FOCUS: Internal MLLM Representations for Efficient Fine-Grained Visual Question Answering

Liangyu Zhong, Fabio Rosenthal, Joachim Sicking, Fabian Hüger, Thorsten Bagdonat, Hanno Gottschalk, Leo Schwinn

Technical University Berlin· Technical University Munich· CARIAD SE· Volkswagen AG

vision-language models large language models visual question answering

⋅ NeurIPS ⋅ Project Page ⋅Slides ⋅Poster ⋅OpenReview

Abstract

While Multimodal Large Language Models (MLLMs) offer strong perception and reasoning capabilities for image-text input, Visual Question Answering (VQA) focusing on small image details still remains a challenge. Although visual cropping techniques seem promising, recent approaches have several limitations: the need for task-specific fine-tuning, low efficiency due to uninformed exhaustive search, or incompatibility with efficient attention implementations.

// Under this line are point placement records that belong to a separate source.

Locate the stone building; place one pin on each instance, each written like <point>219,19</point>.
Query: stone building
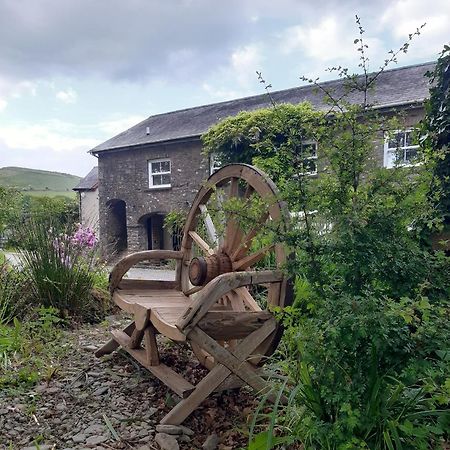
<point>157,165</point>
<point>87,190</point>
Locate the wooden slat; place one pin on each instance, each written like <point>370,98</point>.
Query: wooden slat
<point>210,227</point>
<point>248,299</point>
<point>246,242</point>
<point>122,267</point>
<point>252,259</point>
<point>170,378</point>
<point>112,345</point>
<point>127,284</point>
<point>232,324</point>
<point>234,363</point>
<point>151,347</point>
<point>217,288</point>
<point>216,376</point>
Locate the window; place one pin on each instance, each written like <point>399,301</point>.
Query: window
<point>400,149</point>
<point>214,163</point>
<point>159,173</point>
<point>307,159</point>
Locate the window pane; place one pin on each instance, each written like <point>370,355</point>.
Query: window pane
<point>408,139</point>
<point>397,140</point>
<point>309,149</point>
<point>156,167</point>
<point>309,166</point>
<point>410,154</point>
<point>165,166</point>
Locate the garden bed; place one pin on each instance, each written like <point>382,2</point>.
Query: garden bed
<point>111,402</point>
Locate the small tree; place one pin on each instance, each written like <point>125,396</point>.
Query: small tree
<point>370,307</point>
<point>436,136</point>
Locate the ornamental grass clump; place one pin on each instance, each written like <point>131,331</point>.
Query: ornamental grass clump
<point>62,269</point>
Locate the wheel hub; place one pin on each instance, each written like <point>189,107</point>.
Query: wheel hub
<point>204,269</point>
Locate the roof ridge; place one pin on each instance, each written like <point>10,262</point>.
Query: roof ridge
<point>305,86</point>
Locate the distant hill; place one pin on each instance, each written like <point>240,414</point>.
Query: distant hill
<point>38,182</point>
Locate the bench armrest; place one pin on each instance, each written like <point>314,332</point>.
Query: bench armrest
<point>217,288</point>
<point>125,264</point>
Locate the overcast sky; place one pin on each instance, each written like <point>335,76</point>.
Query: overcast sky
<point>74,73</point>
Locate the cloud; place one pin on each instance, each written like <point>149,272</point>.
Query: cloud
<point>54,135</point>
<point>68,96</point>
<point>403,17</point>
<point>332,39</point>
<point>14,89</point>
<point>244,63</point>
<point>116,39</point>
<point>116,126</point>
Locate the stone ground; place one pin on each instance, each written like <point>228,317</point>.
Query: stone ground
<point>113,403</point>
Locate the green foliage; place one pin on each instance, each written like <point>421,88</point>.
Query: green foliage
<point>259,136</point>
<point>364,350</point>
<point>31,350</point>
<point>13,292</point>
<point>436,134</point>
<point>61,270</point>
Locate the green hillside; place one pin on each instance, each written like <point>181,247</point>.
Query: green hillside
<point>38,182</point>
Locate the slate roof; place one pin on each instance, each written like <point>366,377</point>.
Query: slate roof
<point>89,182</point>
<point>395,87</point>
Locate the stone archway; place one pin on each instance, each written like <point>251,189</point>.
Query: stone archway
<point>155,237</point>
<point>116,225</point>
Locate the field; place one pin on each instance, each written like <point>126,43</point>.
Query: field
<point>38,182</point>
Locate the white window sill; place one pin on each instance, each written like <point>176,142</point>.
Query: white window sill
<point>159,187</point>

We address these shortcomings by proposing a training-free visual cropping method, dubbed FOCUS, that leverages MLLM-internal representations to guide the search for the most relevant image region. This is accomplished in four steps:

we identify the target object(s) in the VQA prompt;
we compute an object relevance map using the key-value (KV) cache;
we propose and rank relevant image regions based on the map;
and finally, we perform the fine-grained VQA task using the top-ranked region.

As a result of this informed search strategy, FOCUS achieves strong performance across four fine-grained VQA datasets and three types of MLLMs. It outperforms three popular visual cropping methods in both accuracy and efficiency, and matches the best-performing baseline, ZoomEye, while requiring 3 – 6.5 × less compute.